— Дедушка-домовой, ты просто гений! — восхитился я, а брауни, скромно потупившись, сказал. — Это что... Вон, в молодости я как-то над одним шорником подшутил — делал тот седло для любимой кобылы рыцаря Йоргена — не отца, а прапрадедушки Кэйтрин, так рыцарь, а он как раз на турнир собирался, и в руках седло подержал, и лошадь оседлал, но ничего не приметил, а как сел, так седло надвое развалилось.
— Сурово ты с ним, — присвистнул я, представив, что потом сделал прапрадедушка моей супруги с шорником. Если приказал выпороть, так парню повезло. — И в чем ремесленник провинился?
— А неча было мое пиво таскать, — сурово сказал доброжил. — Шорник-то повадился по утрам в усадьбу ходить, а как увидит в сарае мисочку с пивом, что мне хозяйка налила, так его и выпьет.
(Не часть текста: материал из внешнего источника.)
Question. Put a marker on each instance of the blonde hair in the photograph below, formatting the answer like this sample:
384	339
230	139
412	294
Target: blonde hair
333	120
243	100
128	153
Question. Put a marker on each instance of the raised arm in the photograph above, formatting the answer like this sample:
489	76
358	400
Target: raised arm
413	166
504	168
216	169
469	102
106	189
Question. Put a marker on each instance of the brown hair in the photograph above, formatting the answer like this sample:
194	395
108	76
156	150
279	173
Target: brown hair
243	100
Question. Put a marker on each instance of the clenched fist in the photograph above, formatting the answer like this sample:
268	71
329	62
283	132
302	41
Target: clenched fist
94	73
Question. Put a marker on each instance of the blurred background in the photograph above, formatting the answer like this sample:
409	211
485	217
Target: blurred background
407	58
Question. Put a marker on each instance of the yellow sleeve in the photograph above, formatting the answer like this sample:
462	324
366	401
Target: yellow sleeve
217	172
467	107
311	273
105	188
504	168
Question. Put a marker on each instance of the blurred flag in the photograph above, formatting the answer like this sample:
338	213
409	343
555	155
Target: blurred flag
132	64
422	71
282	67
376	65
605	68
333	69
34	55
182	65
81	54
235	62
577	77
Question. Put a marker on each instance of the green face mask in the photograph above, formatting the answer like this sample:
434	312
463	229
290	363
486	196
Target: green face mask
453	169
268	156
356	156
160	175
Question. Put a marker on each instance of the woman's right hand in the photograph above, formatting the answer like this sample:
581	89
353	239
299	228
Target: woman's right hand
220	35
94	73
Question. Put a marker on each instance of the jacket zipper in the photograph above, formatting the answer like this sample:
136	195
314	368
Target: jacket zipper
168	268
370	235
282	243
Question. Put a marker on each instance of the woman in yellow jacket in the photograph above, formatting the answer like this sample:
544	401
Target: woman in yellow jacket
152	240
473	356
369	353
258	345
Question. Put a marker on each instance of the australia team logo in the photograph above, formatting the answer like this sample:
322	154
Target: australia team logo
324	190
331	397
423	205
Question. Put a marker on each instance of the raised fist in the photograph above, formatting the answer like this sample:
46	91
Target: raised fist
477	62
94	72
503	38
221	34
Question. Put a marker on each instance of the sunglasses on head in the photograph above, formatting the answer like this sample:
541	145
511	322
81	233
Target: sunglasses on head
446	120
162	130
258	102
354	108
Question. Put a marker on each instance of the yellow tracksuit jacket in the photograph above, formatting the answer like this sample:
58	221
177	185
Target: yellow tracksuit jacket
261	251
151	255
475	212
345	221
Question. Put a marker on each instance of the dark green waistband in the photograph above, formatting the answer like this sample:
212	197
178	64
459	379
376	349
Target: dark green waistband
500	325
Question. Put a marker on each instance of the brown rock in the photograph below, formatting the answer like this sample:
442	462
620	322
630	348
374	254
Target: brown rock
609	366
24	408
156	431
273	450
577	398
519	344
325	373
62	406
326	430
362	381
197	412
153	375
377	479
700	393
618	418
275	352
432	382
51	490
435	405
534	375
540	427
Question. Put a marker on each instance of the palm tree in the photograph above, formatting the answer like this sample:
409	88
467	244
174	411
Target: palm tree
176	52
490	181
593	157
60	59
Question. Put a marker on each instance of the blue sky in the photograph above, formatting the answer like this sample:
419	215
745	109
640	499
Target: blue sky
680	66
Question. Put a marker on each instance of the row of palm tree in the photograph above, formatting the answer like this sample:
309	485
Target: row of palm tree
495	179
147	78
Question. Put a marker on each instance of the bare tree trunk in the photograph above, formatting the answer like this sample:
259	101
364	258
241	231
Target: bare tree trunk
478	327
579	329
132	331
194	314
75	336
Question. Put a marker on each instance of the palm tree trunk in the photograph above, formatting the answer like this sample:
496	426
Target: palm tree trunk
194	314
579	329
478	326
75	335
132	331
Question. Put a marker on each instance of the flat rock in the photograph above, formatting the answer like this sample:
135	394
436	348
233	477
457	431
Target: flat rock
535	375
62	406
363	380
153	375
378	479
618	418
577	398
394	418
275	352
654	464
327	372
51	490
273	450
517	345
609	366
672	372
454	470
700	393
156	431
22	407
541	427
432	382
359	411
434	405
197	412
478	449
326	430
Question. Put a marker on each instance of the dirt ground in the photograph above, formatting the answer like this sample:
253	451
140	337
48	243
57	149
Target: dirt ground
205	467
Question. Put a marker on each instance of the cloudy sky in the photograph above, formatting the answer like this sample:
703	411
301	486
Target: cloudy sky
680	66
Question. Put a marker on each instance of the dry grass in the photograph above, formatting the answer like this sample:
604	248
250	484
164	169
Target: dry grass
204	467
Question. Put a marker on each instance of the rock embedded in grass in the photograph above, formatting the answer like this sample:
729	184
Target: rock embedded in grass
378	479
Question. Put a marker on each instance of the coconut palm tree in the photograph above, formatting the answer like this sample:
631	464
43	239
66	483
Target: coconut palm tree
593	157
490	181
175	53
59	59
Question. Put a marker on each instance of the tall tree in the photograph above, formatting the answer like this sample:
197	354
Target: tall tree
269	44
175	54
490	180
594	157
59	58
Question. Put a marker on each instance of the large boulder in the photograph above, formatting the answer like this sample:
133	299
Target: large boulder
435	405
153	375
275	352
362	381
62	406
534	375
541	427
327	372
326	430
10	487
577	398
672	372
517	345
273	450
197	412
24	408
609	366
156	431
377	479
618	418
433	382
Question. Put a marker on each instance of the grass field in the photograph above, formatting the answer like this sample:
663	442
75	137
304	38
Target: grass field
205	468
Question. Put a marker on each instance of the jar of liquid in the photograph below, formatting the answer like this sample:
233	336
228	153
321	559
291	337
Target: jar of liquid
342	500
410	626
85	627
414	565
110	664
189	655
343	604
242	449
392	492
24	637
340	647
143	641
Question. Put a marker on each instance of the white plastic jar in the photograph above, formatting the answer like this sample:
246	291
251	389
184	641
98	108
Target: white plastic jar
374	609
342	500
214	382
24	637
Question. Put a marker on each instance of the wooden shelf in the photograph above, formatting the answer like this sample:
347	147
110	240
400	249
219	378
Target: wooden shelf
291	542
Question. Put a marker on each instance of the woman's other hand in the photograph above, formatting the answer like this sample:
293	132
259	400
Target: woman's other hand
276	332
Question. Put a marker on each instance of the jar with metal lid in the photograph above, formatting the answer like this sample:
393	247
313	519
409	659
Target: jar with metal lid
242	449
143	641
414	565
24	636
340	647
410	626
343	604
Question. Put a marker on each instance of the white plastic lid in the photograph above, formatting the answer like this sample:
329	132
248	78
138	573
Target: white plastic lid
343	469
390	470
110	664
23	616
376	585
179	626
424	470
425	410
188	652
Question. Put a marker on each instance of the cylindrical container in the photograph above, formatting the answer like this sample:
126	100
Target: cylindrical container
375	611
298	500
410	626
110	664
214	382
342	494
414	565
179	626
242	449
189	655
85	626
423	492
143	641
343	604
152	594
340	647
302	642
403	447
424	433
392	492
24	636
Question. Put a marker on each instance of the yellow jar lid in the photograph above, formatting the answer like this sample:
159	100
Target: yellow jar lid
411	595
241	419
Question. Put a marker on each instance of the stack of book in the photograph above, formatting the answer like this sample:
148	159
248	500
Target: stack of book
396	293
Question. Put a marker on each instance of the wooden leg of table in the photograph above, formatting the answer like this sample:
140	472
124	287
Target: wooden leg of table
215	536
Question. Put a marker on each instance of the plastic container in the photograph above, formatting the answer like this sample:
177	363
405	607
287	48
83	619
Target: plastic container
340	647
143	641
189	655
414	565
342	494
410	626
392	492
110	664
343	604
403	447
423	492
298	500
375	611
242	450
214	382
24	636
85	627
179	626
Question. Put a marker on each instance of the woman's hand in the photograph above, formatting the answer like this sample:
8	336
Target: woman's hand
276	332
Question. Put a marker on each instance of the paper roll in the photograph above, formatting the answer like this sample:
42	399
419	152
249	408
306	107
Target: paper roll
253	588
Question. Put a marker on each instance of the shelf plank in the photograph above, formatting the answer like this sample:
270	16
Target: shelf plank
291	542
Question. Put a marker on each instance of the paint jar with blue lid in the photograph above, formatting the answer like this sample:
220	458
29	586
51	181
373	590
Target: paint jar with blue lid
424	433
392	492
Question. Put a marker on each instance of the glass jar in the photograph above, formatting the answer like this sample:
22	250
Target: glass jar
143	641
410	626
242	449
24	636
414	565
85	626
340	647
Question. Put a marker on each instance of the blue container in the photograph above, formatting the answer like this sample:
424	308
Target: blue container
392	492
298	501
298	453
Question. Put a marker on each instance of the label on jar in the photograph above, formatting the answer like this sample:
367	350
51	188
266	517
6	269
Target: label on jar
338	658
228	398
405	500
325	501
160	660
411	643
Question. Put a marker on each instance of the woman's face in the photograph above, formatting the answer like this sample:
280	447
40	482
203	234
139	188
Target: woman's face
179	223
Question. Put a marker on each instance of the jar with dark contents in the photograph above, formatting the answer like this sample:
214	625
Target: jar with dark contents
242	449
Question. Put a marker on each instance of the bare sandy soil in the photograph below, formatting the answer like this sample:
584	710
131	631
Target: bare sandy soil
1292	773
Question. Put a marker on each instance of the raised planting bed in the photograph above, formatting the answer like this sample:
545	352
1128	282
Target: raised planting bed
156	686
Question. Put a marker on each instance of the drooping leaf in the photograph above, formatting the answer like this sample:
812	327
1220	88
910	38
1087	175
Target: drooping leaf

— Шорник понятно, а рыцарь-то отчего пострадал? Он же твое пиво не пил. А если с кобылы брякнулся, так и умереть мог.
— А рыцарь хозяин в доме, должен смотреть, чтобы мое пиво никто не крал. А брякнулся бы и убился, так сам виноват.
М-да, нет слов, но и не поспоришь. Шорнику не следовало воровать чужое пиво, а хозяину полагается следить за тем, что происходит в доме. Но все-таки, слишком уж суровое наказание дедушка-домовой придумал.
— Не пугайся, пошутил я насчет шорника, — признался брауни. — Я ему сон такой нагнал —дескать, рыцарь берет седло, а оно развалилось. Парень в холодном поту проснулся, но с тех пор мое пиво зарекся красть. Ладно, некогда мне с тобой болтать, домой пора, — засобирался вдруг доброжил. — Кэйтрин скоро должна в усадьбу приехать, надобно встретить.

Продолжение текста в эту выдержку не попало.